"In your dreams, you can be everything you want to be. Imagine what would happen if they became true... It's up to you."
Auch in den nächsten Wochen erhielt ich Blumensträuße und Briefe von meinem mysteriösen Verehrer. Zuerst standen nur kurze Sätze auf dem Papier, dann wurden es immer längere Briefe.
Deine Augen funkeln wie die See... Ich möchte durch dein weiches Haar streichen... Deine Haut ist so glatt wie Pergament...
Ich schüttelte den Kopf. Also wirklich, so glatt wie Pergament? Das war kein Kompliment, das war eine Beleidigung. Pergament war erstens tot und zweitens staubtrocken.
Gerade hatte ich noch einen Brief bekommen. Ich war allein im Laden; Emily war vor zehn Minuten gefahren und jetzt saß ich hier mit einem fetten Bund Karotten vor mir. Ja, Karotten.
Ich entfaltete das bräunliche Papier und zog die Augenbrauen hoch, als ich sah, wie viel mein Verehrer diesmal geschrieben hatte. Fast die ganze Seite war mit seiner krakeligen Schrift gefüllt. Sie war mir so vertraut; ich hatte schon beim ersten Blumenstrauß das Gefühl, den Typen zu kennen. Aber das war wahrscheinlich nur so ein Gefühl.Liebe Elena,
Du bist das Erste, woran ich denke, wenn ich morgens aufwache. Deine unvergesslichen blauen Augen. Deine feuerroten Haare. Deine Lippen, die so verlockend weich aussehen. Dein Körper. Mein Herz schreit nach deinem Körper. Ich spüre großes Verlangen. Du bist so wahrhaftig schön, wie eine Elfe im Morgengrauen. Dein-
Ein Lachanfall überkam mich. Eine Elfe im Morgengrauen? Er verglich mich mit einer Elfe im Morgengrauen? So tief war ich also schon gesunken. Ich atmete tief durch; so langsam suchten mich vor lauter Lachen Bauchschmerzen heim. Als ich mich endlich gefangen hatte, musste ich erst einmal die Tränen aus meinen Augen streichen, bevor ich weiterlesen konnte.

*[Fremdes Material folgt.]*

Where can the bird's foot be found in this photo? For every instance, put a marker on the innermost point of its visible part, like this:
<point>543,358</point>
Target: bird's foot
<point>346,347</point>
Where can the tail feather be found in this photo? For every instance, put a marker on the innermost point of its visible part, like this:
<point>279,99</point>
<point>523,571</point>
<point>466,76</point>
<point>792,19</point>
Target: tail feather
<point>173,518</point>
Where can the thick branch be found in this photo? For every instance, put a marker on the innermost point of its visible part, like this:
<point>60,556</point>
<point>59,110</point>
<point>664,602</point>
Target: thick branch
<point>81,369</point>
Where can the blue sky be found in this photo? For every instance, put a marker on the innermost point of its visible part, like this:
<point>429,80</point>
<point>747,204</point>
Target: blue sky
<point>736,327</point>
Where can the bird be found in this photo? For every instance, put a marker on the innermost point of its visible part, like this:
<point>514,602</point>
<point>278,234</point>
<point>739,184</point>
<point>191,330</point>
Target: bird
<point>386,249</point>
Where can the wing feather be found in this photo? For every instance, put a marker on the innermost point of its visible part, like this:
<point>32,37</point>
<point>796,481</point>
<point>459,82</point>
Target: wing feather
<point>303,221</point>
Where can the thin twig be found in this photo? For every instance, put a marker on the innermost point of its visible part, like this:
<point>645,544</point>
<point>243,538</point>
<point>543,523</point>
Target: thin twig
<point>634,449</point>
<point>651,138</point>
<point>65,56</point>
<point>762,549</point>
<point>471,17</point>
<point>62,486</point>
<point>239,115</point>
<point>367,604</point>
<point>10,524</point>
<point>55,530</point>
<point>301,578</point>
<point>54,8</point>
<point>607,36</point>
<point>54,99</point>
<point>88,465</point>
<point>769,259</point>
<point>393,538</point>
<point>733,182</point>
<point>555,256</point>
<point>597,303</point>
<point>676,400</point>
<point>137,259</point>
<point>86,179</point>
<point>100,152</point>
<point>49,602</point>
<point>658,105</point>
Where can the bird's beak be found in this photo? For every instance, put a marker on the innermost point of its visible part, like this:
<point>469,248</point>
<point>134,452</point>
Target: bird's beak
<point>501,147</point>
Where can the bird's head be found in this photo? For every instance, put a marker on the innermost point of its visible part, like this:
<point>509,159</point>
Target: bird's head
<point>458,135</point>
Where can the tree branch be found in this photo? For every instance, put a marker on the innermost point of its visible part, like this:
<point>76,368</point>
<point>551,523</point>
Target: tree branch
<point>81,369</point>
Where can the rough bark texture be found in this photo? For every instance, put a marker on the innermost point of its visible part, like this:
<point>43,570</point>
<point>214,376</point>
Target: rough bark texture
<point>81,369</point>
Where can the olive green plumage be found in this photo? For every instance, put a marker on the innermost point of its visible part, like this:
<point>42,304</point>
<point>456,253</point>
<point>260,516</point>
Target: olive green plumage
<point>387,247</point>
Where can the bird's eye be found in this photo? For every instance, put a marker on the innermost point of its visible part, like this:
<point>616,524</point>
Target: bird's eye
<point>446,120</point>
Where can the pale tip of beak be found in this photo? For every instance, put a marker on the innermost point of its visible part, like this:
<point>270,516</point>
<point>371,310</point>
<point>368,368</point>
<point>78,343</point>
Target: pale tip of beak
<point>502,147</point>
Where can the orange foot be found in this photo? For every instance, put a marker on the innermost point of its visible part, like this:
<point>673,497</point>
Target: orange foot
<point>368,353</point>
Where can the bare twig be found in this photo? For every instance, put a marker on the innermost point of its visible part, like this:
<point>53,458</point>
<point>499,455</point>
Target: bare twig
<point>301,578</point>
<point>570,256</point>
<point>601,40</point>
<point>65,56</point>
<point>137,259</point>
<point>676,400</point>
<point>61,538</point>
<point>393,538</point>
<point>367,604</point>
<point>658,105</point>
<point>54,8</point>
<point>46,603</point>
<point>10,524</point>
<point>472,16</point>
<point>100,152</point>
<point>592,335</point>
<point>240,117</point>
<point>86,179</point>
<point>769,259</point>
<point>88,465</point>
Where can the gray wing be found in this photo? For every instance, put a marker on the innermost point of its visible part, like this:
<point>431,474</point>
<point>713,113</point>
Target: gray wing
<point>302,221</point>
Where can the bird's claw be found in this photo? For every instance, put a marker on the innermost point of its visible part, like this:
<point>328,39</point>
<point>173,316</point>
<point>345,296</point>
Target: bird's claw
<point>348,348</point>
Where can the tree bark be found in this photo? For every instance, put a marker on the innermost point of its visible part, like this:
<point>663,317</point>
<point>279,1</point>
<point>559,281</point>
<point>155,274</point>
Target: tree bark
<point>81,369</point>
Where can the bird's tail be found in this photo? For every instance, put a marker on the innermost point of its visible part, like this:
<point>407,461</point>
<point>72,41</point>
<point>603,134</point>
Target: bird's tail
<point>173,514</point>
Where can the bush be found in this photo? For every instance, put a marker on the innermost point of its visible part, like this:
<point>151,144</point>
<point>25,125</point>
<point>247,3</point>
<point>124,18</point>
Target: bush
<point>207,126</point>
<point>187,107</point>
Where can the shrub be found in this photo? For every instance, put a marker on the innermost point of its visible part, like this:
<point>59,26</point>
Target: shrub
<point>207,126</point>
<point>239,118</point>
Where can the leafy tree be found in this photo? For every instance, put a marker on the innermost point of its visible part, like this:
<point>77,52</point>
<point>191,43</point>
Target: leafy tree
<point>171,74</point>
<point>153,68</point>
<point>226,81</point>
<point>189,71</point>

Dein strahlendes Lächeln versüßt mir den Tag wie ein leckeres Erdbeereis. Ich bin sicher, du schmeckst auch nach Erdbeereis. Weißt du, woran ich es erkenne? Deine roten Haare. Die sehen aus wie eine Erdbeere. Und deine blauen Augen sind so kalt. Das zusammen ergibt Erdbeereis. Ich will dich schmecken, deinen süßen Köper, will von dir kosten und dich mit meinem Körper verwöhnen. Mit den Karotten kannst du schon einmal vorkosten, wie ich mich anfühle ;)

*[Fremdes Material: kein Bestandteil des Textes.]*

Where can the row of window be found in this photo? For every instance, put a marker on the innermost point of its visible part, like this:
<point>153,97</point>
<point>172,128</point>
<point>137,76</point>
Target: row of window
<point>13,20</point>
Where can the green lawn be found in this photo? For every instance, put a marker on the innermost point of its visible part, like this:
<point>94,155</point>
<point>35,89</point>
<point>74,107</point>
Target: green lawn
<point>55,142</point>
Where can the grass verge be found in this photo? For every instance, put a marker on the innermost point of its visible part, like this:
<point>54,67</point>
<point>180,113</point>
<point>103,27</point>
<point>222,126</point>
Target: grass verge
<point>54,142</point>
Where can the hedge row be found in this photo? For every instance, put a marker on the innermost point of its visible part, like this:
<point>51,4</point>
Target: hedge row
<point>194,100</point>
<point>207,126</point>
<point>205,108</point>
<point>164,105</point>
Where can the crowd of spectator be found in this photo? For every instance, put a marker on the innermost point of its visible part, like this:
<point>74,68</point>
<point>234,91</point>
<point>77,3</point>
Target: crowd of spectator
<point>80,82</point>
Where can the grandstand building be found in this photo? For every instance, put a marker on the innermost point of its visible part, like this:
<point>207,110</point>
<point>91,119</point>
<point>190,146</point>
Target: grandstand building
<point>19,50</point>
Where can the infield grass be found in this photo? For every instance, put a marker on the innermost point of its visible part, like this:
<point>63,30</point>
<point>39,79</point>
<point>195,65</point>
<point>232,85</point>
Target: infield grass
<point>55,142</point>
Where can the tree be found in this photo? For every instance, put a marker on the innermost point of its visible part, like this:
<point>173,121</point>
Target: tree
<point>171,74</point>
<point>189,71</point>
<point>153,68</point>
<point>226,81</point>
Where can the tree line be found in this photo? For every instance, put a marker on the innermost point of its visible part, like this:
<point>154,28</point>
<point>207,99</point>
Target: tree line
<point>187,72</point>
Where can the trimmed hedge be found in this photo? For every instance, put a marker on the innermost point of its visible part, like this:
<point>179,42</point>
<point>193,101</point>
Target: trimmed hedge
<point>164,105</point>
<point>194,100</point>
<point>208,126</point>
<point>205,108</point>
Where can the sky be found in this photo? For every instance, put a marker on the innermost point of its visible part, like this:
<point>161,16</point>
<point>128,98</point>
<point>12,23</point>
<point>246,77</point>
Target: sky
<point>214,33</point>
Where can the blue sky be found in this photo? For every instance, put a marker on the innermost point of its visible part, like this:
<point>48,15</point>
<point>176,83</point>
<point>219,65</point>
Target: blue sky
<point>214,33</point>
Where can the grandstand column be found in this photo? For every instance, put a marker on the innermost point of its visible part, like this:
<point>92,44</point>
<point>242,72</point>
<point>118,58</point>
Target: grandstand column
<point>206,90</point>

Viel Spaß dabei!Ich starrte gefühlte zehn Minuten auf das Papier in meiner Hand und wusste nicht, ob ich lachen oder weinen sollte. Was war das bitte für ein armseliger Liebesbrief? Sollte ich jetzt feucht sein? Wollte er ernsthaft - ERNSTHAFT - dass ich mir diese Möhren unten reinsteckte? Und was noch viel schlimmer war - hatte er die Möhren mit seinem Ding verglichen? So dick waren die ja jetzt nicht. Aber gut. Mir egal, wie dick sein Teil war, wenn ich ihn erwischen würde, dann wären seine besten Tage gezählt. Aber so was von. Dann würde ich Möhrensalat aus ihm machen und ihn zwingen, den zu essen. Zufrieden nickte ich und legte den Zettel neben den Bund Möhren.

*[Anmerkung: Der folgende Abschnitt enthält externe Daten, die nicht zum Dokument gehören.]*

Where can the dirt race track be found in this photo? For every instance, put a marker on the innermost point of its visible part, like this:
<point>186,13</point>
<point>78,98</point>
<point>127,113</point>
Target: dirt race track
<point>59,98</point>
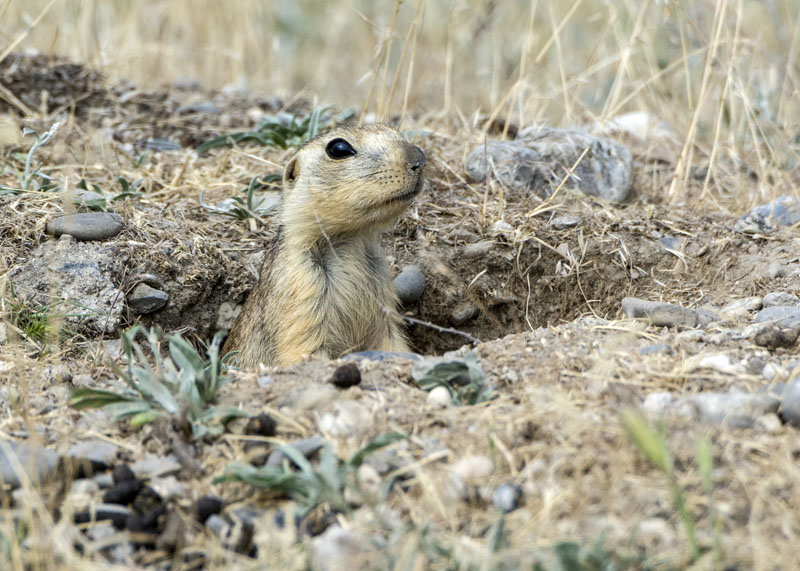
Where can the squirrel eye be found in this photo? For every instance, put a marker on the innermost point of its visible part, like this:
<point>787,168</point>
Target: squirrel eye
<point>339,149</point>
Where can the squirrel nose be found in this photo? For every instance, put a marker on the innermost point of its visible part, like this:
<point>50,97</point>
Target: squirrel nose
<point>416,159</point>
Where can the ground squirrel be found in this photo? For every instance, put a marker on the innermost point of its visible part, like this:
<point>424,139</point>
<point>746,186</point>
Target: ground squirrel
<point>325,288</point>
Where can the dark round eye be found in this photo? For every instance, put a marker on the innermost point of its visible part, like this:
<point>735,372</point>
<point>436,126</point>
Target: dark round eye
<point>339,149</point>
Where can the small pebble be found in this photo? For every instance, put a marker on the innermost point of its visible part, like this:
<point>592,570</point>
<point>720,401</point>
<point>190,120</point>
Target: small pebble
<point>409,284</point>
<point>656,348</point>
<point>772,336</point>
<point>708,315</point>
<point>474,470</point>
<point>781,298</point>
<point>565,221</point>
<point>507,497</point>
<point>87,225</point>
<point>346,419</point>
<point>346,376</point>
<point>790,404</point>
<point>207,506</point>
<point>145,299</point>
<point>658,313</point>
<point>730,408</point>
<point>122,473</point>
<point>477,249</point>
<point>774,270</point>
<point>339,549</point>
<point>439,397</point>
<point>782,315</point>
<point>770,423</point>
<point>741,307</point>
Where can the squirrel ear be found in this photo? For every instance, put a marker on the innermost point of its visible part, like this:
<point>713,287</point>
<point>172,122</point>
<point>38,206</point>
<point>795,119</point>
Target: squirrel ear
<point>291,172</point>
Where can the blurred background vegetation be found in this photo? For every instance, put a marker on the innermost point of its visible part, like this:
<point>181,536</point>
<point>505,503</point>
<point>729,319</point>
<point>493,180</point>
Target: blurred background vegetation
<point>724,74</point>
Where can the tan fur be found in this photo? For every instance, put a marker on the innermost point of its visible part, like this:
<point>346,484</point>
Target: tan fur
<point>325,288</point>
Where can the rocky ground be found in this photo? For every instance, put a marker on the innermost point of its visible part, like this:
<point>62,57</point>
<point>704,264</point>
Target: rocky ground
<point>562,284</point>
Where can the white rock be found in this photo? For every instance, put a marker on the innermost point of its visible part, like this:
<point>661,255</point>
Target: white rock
<point>339,549</point>
<point>439,397</point>
<point>741,307</point>
<point>474,470</point>
<point>348,418</point>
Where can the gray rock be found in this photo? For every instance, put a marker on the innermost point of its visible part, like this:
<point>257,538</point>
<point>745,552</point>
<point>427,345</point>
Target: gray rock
<point>741,307</point>
<point>234,533</point>
<point>227,314</point>
<point>76,279</point>
<point>775,270</point>
<point>658,313</point>
<point>464,235</point>
<point>733,408</point>
<point>783,211</point>
<point>204,107</point>
<point>656,348</point>
<point>87,226</point>
<point>708,315</point>
<point>671,243</point>
<point>409,284</point>
<point>117,514</point>
<point>464,313</point>
<point>23,461</point>
<point>772,335</point>
<point>781,298</point>
<point>507,497</point>
<point>782,315</point>
<point>730,408</point>
<point>97,452</point>
<point>477,249</point>
<point>306,446</point>
<point>565,221</point>
<point>539,158</point>
<point>790,403</point>
<point>360,356</point>
<point>145,299</point>
<point>151,467</point>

Während ich mir noch vorstellte, was ich so mit dem Rohr des Unbekannten tun könnte, klingelte die Ladenglocke und ich versuchte, die Bilder von zerstückelten Schwänzen aus meinem Kopf zu bekommen. Mein Blick fiel auf ein kleines Bild einer Babykatze, das Emily einmal auf dem Tisch abgestellt hatte.
Denk an Katzen, süße kleine Katzen...
Ich stand auf und ging nach vorn in den Laden.
"Marge! Hallo, wie geht's?", fragte ich überrascht, als sie an die Ladentheke trat.
"Gut, gut", winkte sie ab und stellte eine Stofftüte auf die Theke. "Es ist etwas Furchtbares passiert!"
"Was denn?", fragte ich alarmiert. "Ist etwas mit Albert?"
"Nein, dem geht's blendend. Wir fliegen doch morgen nach England und mein Abendkleid ist gerissen!" Verzweifelt schlug sie sich die Hände an den Kopf.
"Zeig mal her", forderte ich sie auf und beugte mich über die Theke. Sie zog das elegante königsblaue Kleid heraus und schon beim ersten Blick sah ich den Riss an der Naht zwischen Ober- und Unterteil.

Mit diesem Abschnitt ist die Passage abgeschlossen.